See Techempower. This repository contains homemade java benchmarks using spring-mvc, spring-webflux and netty-http/netty-tcp servers based on reactor-netty. gin and gnet are also included. wrk is used as client. gobench is also considered but it is not so good as wrk.

Environment 1

  • Server: 8C16G vm
  • Client: 4C8G vm * 2
Server Server Throughput Server CPU
spring-mvc 25k ~ 30k /s ~600%
spring-webflux 90k ~ 110k /s ~780%
go-gin 110k ~ 120k /s ~600%
go-gnet 110k ~ 120k /s ~270%
netty-http 110k ~ 120k /s ~480%
netty-tcp 110k ~ 120k /s ~360%

2 VM Clients are not able to fully utilize the server capability. The initial attempts were benchmarking only first 4 cases. And the go-gnet results made me wonder, it can give much more throughput. After reading the source of it, I found go-gnet case is actually a TCP server with very very little of HTTP implementation to fulfill the benchmark, which is unfair for other cases.
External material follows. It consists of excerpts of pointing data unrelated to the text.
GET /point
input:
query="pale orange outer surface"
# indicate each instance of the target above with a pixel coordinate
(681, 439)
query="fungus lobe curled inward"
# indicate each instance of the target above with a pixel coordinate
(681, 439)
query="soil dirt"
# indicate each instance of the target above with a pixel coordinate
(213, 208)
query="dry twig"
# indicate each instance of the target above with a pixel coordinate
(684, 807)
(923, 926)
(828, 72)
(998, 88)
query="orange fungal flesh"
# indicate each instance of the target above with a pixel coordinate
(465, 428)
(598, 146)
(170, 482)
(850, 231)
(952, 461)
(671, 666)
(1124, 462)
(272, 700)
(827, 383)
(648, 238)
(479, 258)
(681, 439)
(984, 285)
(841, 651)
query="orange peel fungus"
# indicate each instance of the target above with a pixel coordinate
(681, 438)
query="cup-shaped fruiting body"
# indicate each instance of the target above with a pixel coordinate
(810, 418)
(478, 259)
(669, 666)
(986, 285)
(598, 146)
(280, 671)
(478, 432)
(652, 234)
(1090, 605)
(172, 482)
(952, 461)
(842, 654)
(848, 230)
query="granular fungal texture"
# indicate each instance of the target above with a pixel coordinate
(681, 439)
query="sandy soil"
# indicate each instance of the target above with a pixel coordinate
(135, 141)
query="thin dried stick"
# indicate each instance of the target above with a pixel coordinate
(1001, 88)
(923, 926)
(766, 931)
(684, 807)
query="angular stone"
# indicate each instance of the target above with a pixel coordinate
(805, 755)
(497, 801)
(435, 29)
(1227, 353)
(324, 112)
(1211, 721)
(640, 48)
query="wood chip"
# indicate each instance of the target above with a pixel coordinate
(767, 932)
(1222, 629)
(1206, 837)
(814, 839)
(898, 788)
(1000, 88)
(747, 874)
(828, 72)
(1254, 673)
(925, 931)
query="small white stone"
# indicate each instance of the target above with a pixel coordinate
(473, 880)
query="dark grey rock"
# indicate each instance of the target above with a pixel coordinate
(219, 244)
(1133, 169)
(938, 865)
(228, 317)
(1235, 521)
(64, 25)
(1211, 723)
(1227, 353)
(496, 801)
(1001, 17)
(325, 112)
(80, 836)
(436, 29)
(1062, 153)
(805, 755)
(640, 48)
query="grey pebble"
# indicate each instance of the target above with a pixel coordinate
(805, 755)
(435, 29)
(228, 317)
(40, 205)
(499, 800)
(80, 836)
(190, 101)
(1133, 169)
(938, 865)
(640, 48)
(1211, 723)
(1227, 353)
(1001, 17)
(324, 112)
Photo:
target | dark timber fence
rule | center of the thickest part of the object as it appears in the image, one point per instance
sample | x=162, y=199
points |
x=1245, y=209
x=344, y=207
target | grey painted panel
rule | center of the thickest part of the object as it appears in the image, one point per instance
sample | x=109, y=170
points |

Therefore, I added case 5/6 in java to align with it.

Environment 2

  • Server: 24C32G physical machine
  • Client:
    • 4C8G vm * 2
    • 8C16G vm * 1
    • 24C32G physical machine * 1
Server Server Throughput Server CPU
spring-mvc ~120k /s ~1560%
spring-webflux ~180k /s ~2380%
go-gin ~380k /s ~2350%
go-gnet 560k ~ 580k /s ~1160%
netty-http 560k ~ 580k /s ~2350%
netty-tcp 560k ~ 580k /s ~1460%

Still room to give more throughput in go-gnet and netty-tcp cases. Not having so many idle systems for benchmarking now. The throughput should have a linear increment when more CPU is utilized, in both cases.

As a developer, spring-mvc or go-gin can still be the first choice, as they are easier to get started.